Фёдором звать, Фёдор Петрович. Он разберётся
. Не таких шельмов видывал.
Евсей молчал. В горле у него стоял ком, а сердце колотилось где-то в ушах.
Дом старосты стоял в центре деревни — большой, крепкий, пятистенок с резными наличниками и высоким крыльцом.
Во дворе видно было хозяйство — коровы, лошади, куры, — всё указывало на зажиточного, крепкого хозяина.
Матрёна уверенно вошла во двор, Евсей за ней, вцепившись в подол её юбки так, что костяшки пальцев побелели.
У крыльца их встретила женщина — жена старосты, полная, румяная, в чистом переднике.
— А, Матрёна, проходи, — сказала она, окинув взглядом Евсея. — Фёдор Петрович уже встал, чай пьёт.

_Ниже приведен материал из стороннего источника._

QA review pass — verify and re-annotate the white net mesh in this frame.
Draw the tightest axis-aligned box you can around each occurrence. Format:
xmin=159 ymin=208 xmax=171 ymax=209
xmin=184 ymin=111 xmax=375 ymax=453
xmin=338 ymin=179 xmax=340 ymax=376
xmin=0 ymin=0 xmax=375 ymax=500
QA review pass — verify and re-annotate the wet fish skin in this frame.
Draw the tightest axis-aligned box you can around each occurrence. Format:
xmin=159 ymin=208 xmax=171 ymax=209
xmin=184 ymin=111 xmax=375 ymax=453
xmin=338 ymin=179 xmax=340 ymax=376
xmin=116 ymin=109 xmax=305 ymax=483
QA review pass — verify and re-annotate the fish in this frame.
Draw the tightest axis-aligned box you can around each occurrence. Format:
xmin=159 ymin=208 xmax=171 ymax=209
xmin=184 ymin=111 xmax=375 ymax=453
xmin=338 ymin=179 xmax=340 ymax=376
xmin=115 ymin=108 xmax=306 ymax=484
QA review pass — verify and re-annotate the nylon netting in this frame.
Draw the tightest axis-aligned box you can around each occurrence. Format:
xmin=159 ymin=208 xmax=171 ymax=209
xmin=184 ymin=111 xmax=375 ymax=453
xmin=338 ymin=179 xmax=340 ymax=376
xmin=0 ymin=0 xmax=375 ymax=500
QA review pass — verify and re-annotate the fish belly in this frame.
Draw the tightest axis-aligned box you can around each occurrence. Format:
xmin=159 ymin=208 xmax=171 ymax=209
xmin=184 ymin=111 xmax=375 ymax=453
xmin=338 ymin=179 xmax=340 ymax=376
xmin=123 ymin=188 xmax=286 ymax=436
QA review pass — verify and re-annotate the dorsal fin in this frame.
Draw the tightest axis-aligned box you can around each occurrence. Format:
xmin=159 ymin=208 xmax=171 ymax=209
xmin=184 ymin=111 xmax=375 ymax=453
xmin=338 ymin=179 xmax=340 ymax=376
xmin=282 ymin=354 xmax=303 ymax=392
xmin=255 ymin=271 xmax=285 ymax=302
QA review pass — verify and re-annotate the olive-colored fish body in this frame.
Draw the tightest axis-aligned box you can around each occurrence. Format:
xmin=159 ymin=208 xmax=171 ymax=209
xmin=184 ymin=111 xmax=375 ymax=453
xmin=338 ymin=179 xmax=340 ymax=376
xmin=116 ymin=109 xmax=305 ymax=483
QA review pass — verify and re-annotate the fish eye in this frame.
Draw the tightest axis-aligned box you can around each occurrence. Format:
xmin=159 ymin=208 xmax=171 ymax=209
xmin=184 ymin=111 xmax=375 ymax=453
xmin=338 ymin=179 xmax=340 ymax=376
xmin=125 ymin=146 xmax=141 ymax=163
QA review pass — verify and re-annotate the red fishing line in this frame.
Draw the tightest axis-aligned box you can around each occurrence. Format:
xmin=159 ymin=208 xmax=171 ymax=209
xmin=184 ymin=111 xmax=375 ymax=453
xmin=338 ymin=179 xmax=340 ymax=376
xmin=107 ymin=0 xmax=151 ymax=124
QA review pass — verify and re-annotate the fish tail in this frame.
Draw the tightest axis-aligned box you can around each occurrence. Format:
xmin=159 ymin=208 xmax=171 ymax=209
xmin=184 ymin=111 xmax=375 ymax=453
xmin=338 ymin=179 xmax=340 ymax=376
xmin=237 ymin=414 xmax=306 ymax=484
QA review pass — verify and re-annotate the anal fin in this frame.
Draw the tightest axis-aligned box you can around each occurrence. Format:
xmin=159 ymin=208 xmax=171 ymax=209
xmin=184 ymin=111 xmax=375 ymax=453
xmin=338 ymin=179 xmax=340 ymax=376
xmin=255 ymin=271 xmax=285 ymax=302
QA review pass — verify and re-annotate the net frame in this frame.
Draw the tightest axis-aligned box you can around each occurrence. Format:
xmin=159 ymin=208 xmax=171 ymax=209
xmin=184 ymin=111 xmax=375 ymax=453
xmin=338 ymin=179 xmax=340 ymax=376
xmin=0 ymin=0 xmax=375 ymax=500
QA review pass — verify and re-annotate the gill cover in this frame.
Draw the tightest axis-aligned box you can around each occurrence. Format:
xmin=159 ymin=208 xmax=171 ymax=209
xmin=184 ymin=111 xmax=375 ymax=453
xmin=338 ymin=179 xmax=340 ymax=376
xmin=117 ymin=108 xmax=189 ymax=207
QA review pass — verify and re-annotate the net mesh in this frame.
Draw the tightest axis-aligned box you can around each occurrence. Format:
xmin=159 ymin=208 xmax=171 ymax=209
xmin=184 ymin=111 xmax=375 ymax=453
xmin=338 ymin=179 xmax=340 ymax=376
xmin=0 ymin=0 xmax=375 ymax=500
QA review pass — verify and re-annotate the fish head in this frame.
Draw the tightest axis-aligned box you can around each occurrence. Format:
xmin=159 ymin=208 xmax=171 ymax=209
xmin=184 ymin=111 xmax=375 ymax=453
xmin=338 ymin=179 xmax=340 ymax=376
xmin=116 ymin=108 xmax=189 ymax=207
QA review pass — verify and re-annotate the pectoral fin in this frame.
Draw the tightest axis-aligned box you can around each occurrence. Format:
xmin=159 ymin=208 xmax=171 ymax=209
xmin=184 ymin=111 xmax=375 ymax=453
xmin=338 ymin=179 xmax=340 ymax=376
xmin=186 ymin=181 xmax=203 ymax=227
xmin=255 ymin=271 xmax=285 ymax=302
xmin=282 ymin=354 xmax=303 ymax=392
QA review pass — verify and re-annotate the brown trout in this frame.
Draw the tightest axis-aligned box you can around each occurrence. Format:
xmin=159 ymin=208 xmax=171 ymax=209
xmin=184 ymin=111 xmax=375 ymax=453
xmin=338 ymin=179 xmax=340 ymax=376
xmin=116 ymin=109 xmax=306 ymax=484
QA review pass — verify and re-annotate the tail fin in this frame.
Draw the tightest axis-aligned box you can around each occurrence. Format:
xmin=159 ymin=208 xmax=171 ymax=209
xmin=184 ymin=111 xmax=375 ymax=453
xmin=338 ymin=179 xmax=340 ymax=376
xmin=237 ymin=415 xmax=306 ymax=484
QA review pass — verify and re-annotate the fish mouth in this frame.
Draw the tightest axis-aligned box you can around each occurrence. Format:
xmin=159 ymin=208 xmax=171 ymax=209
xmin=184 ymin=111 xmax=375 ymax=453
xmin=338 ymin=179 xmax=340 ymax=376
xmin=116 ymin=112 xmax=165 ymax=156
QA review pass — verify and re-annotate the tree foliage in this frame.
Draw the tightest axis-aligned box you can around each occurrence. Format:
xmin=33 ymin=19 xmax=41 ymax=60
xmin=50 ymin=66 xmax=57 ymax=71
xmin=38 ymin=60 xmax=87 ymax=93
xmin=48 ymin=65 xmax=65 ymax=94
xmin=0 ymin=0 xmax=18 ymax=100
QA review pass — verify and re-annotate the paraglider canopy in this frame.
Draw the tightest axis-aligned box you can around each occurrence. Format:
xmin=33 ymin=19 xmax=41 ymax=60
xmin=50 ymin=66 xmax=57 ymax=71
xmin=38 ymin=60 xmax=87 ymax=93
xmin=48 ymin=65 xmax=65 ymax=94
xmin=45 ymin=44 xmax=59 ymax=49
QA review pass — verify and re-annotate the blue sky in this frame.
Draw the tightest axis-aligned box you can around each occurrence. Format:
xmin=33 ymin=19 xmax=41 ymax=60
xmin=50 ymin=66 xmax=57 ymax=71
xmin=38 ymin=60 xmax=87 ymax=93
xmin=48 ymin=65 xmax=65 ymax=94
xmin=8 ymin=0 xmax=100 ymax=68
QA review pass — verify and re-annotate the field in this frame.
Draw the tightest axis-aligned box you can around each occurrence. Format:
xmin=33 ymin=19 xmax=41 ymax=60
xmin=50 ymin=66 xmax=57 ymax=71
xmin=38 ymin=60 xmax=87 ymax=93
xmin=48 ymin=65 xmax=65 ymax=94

Проходите в избу.
В избе у старосты было чисто, просторно и как-то по-казённому строго.
Большой стол, лавки вдоль стен, в углу иконы с лампадкой.
За столом сидел сам староста — мужчина лет пятидесяти, с окладистой рыжей бородой, умными, цепкими глазами и большими, тяжёлыми руками, которые лежали на столе, как две кувалды.
Фёдор Петрович глянул на вошедших, отодвинул кружку.
— Здорово, Матрёна, — сказал он густым, низким голосом.
— С чем пожаловала?
— С делом, Фёдор Петрович, — Матрёна подтолкнула Евсея вперёд. — Вот, мальчонку привела.
Сирота.
Евсеем звать.
Родители погибли, у Закулисских жил, у Митьки да Устиньи.
А они его, слышь, со двора согнали. Под дождь, ночью, чуть не околел совсем.
Староста нахмурился, внимательно посмотрел на Евсея.
Тот стоял ни жив ни мёртв, вцепившись в подол Матрёны, и мелко дрожал.
Дрожь эта была не от холода — от страха.
— Подойди-ка, парень, — сказал Фёдор Петрович.
Евсей не двинулся с места.
Он только сильнее вцепился в юбку и спрятал лицо в складках ткани.
Староста вздохнул, переглянулся с Матрёной.
— Ладно, не будем неволить. Матрёна, садись, рассказывай подробно.
Матрёна села на лавку, Евсей так и остался стоять, прижавшись к ней. Она рассказывала — как нашла его вчера у калитки, мокрого, замёрзшего, как он просился переночевать, как рассказал про Закулисских.
Голос её звучал сурово, осуждающе, и каждое слово падало, как камень в воду.
Староста слушал молча, барабаня пальцами по столу.
Лицо его становилось всё мрачнее.
— Значит, говоришь, за ложку выгнал? — переспросил он, когда Матрёна закончила.
— Под дождь, в чём стоял?
— Истинный крест, — Матрёна перекрестилась.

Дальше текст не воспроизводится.